Downloading data from https://github.com/fchollet/deep-learning-models/releases/download/v0.1/vgg16_weights_tf_dim_ordering_tf_kernels.h5


In [21]:
image = img_to_array(load_img('test_image.jpg' , target_size=(224, 224)))
image = image.reshape((1, image.shape[0], image.shape[1], image.shape[2]))

In [22]:
resnet_decode_predictions(resnet.predict(resnet_preprocess_input(image)))

[[('n04604644', 'worm_fence', 0.07046478),
  ('n02793495', 'barn', 0.0686209),
  ('n03000134', 'chainlink_fence', 0.061941594),
  ('n04326547', 'stone_wall', 0.05747776),
  ('n03930313', 'picket_fence', 0.05441839)]]

In [29]:
vgg_decode_predictions(vgg.predict(vgg_preprocess_input(image)))

[[('n02793495', 'barn', 0.3092531),
  ('n03028079', 'church', 0.23857628),
  ('n03743016', 'megalith', 0.09048893),
  ('n04604644', 'worm_fence', 0.06188944),
  ('n03891251', 'park_bench', 0.05850323)]]

In [38]:
import torch
import torchvision.models as models

In [39]:
vgg16 = models.vgg16(pretrained=True)
resnext50_32x4d = models.resnext50_32x4d(pretrained=True)

In [40]:
vgg16.eval()
resnext50_32x4d.eval()

ResNet(
  (conv1): Conv2d(3, 64, kernel_size=(7, 7), stride=(2, 2), padding=(3, 3), bias=False)
  (bn1): BatchNorm2d(64, eps=1e-05, momentum=0.1, affine=True, track_running_stats=True)
  (relu): ReLU(inplace=True)
  (maxpool): MaxPool2d(kernel_size=3, stride=2, padding=1, dilation=1, ceil_mode=False)
  (layer1): Sequential(
    (0): Bottleneck(
      (conv1): Conv2d(64, 128, kernel_size=(1, 1), stride=(1, 1), bias=False)
      (bn1): BatchNorm2d(128, eps=1e-05, momentum=0.1, affine=True, track_running_stats=True)
      (conv2): Conv2d(128, 128, kernel_size=(3, 3), stride=(1, 1), padding=(1, 1), groups=32, bias=False)
      (bn2): BatchNorm2d(128, eps=1e-05, momentum=0.1, affine=True, track_running_stats=True)
      (conv3): Conv2d(128, 256, kernel_size=(1, 1), stride=(1, 1), bias=False)
      (bn3): BatchNorm2d(256, eps=1e-05, momentum=0.1, affine=True, track_running_stats=True)
      (relu): ReLU(inplace=True)
      (downsample): Sequential(
        (0): Conv2d(64, 256, kernel_size=(1

In [42]:
from PIL import Image
img = Image.open('test_image.jpg')

In [43]:
from torchvision import transforms
transform = transforms.Compose([
    transforms.Resize(224),
    transforms.ToTensor(), 
    transforms.Normalize(
        mean=[0.485, 0.456, 0.406], 
        std=[0.229, 0.224, 0.225]
    )
])


In [49]:
def classify(model, decoder, img):
    return decoder(model(torch.unsqueeze(transform(img), 0)).detach().numpy())

In [50]:
classify(vgg16, vgg_decode_predictions, img)

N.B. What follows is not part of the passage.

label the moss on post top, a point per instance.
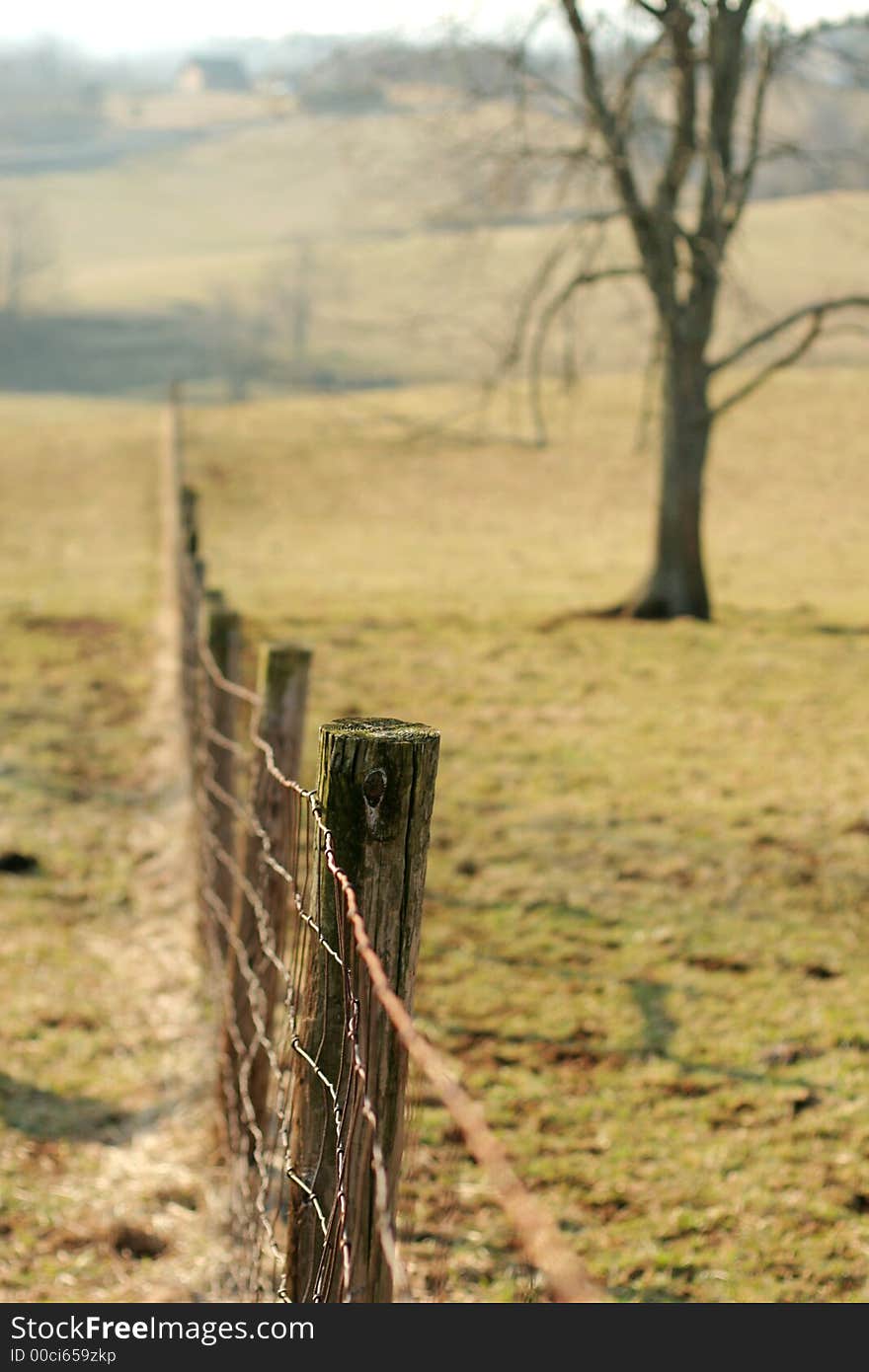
(387, 730)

[[('n02793495', 'barn', 7.1604614),
  ('n04604644', 'worm_fence', 7.028587),
  ('n03891251', 'park_bench', 6.6059346),
  ('n07802026', 'hay', 6.1398897),
  ('n02965783', 'car_mirror', 6.0873003)]]

In [52]:
classify(resnext50_32x4d, resnet_decode_predictions, img)

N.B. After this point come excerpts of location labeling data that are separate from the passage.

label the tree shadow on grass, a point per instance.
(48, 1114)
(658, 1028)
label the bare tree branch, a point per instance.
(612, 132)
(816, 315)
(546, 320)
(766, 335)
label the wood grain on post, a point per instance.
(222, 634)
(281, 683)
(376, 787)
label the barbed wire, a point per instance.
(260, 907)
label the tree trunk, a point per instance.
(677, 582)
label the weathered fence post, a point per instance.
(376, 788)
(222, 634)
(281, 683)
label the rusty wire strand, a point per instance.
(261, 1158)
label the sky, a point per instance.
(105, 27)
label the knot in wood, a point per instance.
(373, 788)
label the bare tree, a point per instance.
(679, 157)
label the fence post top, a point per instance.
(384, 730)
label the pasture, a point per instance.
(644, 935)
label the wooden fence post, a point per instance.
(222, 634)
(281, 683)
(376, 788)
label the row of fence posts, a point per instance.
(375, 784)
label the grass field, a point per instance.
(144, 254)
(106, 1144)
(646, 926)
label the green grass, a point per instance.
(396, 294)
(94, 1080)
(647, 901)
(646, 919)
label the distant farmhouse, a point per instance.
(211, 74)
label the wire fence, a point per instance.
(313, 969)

[[('n04604644', 'worm_fence', 9.05752),
  ('n02793495', 'barn', 7.4780717),
  ('n04326547', 'stone_wall', 6.7159877),
  ('n03891251', 'park_bench', 6.4993634),
  ('n03743016', 'megalith', 6.4531875)]]

In [53]:
img = torch.unsqueeze(transform(img), 0)

In [55]:
%%time
_ = vgg16(img)

CPU times: user 887 ms, sys: 410 ms, total: 1.3 s
Wall time: 132 ms


In [71]:
%%time
_ = resnext50_32x4d(img)

CPU times: user 670 ms, sys: 377 ms, total: 1.05 s
Wall time: 108 ms


In [58]:
resnet_image = resnet_preprocess_input(image)
vgg_image = vgg_preprocess_input(image)

In [68]:
%%time
_ = resnet.predict(resnet_image)

CPU times: user 663 ms, sys: 442 ms, total: 1.11 s
Wall time: 121 ms


In [75]:
%%time
_ = vgg.predict(resnet_image)

CPU times: user 855 ms, sys: 370 ms, total: 1.23 s
Wall time: 132 ms


#### Explanation
Time used to infere an image can vary a lot even on the same framework and architecture, that's why it's not possible to distinguish quickly what framework is faster.